Genetic factors in autism spectrum disorders (ASD) and in variability in individual response to risperidone therapy

Abstract

Autism is a complex neurodevelopmental disorder resulting from a combination of genetic, environmental, and immunological factors. This work aimed at the characterization of autism-associated phenotypes and the identification of genes regulating such phenotypes and contributing to autism risk. A second objective was the identification of genetic factors underlying the variability in individual response of autistic patients to risperidone therapy.
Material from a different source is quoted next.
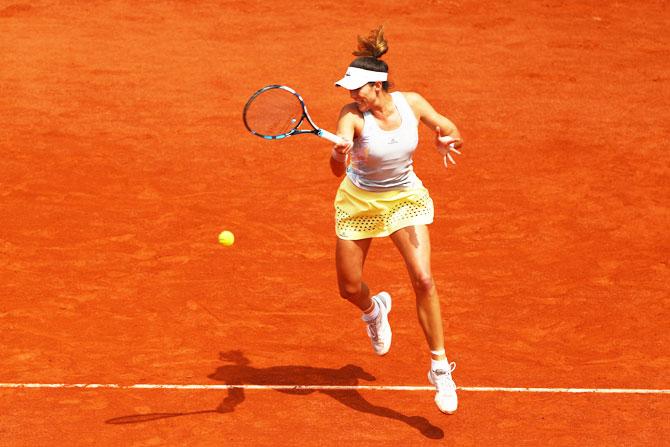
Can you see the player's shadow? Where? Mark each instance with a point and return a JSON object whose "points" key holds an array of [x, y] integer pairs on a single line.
{"points": [[238, 371]]}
Association studies performed with genes ITGA4 and SLC25A12, mapping to the autism linkage region on 2q31-33, confirmed that the ITGA4 gene is a susceptibility gene for autism. Further, this gene may be involved in the process of neuroinflammation suggested by the observation of a widespread occurrence of autoreactivities to brain tissue in a subset of patients. On the contrary, the SLC25A12 gene was not associated with autism or with mitochondrial dysfunction markers frequently observed in our sample. Increased circulating levels of brain derived neurotrophic factor (BDNF) were observed in 25% of our patients, and this trait mapped to the chromosome 5q11.2-q13 region, likely to the RNF180 gene. Taken together with the association of NTRK2 genetic variants with autism, our results provide strong evidence for an alteration of the BDNF/TrkB signalling in autism. Association with autism of the BDNF regulatory genes CADPS2 and SLC1A2 was not fully conclusive, requiring replication in larger populations. Risperidone, administered to forty-five patients for one year, was very effective in reducing some autism symptoms and caused few serious adverse effects. Although association results should be taken as suggestive, we identified for the first time several genes implicated in risperidone efficacy and safety in autism patients. Overall, the results of this work contribute to the identification of susceptibility genes for autism. In particular, it defined a disruption of the BDNF/TrkB signalling pathway as contributing to autism. Additionally, our pharmacogenetic study constitutes a step toward individualized therapy in autism.